We are told that God loves all, but saves only some. How is this? Does it not take away from the faith in God’s love we might otherwise have? The way Christianity is usually preached, a Christian might say truly, “God loves me I know, but I am still afraid.”
So what is it that is more powerful than God’s love? “If God be for us, who can be against us?” asks Paul in Romans 8.31. What is the enemy that threatens us with real danger of eternal death despite the power of God’s love?
It is our own “free will,” apparently, which might reject God’s grace.

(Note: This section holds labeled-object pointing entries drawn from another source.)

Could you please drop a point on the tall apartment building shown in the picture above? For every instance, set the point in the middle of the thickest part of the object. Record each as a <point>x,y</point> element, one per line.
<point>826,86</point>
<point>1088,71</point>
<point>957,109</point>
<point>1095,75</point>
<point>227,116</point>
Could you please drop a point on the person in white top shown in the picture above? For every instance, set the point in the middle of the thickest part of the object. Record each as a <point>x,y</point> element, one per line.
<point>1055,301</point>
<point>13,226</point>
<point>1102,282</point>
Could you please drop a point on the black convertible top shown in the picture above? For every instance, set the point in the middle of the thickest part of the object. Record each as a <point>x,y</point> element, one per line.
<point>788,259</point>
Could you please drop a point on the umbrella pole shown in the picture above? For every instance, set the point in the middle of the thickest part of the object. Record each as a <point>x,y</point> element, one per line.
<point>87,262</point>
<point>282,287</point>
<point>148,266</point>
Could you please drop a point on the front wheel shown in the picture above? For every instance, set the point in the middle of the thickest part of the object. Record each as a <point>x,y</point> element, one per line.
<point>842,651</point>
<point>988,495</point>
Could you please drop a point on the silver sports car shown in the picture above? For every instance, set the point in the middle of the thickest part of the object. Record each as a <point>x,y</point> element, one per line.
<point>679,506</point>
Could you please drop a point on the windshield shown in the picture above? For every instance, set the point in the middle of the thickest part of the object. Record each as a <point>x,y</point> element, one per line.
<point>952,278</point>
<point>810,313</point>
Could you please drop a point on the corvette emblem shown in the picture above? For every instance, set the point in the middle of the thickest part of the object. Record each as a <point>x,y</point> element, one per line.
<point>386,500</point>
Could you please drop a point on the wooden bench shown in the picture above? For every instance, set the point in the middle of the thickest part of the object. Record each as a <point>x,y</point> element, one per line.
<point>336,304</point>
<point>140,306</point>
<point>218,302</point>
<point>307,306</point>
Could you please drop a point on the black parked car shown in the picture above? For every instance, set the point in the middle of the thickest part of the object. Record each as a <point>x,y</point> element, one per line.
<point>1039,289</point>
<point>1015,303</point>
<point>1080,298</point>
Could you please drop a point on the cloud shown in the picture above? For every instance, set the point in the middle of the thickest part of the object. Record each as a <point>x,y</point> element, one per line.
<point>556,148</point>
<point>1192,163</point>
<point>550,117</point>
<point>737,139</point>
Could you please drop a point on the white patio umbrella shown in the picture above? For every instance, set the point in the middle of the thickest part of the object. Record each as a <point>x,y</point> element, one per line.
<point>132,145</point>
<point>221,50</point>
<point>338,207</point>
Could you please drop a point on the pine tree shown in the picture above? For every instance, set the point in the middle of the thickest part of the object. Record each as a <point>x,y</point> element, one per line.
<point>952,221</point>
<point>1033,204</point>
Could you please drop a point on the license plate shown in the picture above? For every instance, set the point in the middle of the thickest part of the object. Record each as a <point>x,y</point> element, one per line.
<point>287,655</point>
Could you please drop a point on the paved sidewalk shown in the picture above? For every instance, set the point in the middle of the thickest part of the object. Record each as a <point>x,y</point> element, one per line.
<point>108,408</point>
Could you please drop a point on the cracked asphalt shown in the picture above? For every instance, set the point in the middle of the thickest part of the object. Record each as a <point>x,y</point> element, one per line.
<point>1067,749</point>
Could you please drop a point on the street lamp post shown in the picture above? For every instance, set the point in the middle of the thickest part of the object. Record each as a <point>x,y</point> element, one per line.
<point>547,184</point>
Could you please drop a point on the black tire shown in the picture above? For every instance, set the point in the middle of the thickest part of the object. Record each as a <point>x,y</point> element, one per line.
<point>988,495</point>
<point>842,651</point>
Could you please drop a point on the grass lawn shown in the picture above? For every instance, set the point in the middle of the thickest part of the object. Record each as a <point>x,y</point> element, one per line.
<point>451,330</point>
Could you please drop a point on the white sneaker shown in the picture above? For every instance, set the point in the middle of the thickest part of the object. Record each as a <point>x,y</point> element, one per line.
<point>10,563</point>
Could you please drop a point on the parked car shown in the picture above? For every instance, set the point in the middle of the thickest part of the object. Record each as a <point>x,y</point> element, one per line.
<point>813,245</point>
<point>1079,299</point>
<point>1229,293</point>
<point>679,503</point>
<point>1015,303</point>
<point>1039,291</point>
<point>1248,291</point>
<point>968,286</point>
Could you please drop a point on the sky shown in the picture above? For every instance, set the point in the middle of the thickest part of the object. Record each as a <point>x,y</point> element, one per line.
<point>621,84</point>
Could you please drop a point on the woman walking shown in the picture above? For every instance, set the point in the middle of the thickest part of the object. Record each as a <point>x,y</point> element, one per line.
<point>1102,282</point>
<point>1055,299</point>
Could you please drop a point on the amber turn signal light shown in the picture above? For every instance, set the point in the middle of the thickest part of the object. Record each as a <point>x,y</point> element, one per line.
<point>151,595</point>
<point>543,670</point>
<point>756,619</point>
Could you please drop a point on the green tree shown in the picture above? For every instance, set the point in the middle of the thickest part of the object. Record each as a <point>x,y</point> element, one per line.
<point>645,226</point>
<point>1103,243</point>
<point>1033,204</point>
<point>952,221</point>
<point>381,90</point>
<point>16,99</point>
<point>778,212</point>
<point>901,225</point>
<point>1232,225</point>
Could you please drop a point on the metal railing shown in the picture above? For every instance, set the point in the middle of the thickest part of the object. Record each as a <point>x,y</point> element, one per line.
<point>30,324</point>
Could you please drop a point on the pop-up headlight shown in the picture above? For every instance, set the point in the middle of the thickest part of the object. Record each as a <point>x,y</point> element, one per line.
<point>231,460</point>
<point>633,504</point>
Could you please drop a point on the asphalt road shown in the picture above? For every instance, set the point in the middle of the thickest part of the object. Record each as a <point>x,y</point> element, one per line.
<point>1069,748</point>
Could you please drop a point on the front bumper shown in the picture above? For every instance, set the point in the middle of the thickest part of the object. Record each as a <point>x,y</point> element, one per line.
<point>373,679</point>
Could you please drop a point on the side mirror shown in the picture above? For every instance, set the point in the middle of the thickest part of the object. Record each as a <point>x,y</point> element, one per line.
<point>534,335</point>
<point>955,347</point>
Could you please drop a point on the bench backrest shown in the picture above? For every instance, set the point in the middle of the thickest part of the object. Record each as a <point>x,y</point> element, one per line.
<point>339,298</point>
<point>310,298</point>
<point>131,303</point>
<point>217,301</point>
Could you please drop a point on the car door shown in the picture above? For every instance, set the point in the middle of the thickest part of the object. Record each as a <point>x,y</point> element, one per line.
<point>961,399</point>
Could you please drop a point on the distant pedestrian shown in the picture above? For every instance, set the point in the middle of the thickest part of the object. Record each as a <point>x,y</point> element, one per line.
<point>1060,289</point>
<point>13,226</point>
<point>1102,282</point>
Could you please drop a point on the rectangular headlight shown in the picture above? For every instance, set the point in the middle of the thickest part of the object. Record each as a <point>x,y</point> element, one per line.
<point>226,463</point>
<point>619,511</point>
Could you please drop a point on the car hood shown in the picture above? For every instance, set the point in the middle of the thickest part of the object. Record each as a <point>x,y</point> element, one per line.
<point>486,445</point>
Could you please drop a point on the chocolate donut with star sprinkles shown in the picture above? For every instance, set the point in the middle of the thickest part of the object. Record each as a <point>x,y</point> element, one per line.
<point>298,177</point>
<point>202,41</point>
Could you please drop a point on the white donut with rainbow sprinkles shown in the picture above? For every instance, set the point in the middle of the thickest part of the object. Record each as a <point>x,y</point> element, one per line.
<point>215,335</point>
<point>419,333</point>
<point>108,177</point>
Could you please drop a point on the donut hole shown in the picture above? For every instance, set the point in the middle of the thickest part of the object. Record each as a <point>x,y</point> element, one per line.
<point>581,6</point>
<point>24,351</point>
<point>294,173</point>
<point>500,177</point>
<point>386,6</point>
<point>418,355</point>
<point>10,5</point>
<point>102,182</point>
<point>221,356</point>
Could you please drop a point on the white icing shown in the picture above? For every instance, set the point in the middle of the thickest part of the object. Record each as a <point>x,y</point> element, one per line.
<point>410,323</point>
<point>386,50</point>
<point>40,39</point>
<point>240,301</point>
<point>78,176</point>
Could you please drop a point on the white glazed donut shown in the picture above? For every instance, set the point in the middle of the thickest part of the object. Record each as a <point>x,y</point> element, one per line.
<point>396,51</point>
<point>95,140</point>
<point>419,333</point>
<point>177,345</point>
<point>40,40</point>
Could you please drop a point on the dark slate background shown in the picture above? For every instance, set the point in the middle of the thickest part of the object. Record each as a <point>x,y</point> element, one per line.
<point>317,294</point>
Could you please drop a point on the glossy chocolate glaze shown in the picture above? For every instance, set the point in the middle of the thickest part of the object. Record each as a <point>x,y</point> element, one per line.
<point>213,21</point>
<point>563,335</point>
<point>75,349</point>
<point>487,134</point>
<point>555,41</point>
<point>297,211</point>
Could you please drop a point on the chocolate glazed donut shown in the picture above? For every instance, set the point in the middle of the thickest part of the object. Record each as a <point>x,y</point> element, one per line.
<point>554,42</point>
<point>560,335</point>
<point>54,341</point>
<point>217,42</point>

And how do we know if we have done that? Oh, the answers vary widely from those who say, “don’t worry, if you had done anything as drastic as that, you would know it” to those who say or imply that as long as we are living lives of sin, we have not accepted Christ, and are not saved. (And how little sin do you have to commit before you are no longer living a “life of sin”?)
Thus it is that the power of a conviction of God’s love can be set at naught.
Belief that some will go to eternal hell negates the power of God’s love, stops it from being a force in our lives, relegates it to a little corner in a dark room, shaking alternately with fear and feeble hope: “yes, God loves me, but…” is its plaintive cry.
We cannot believe in God’s love strongly if we cannot believe in our inevitable salvation. Hell hanging over our heads thwarts everything God has to give us.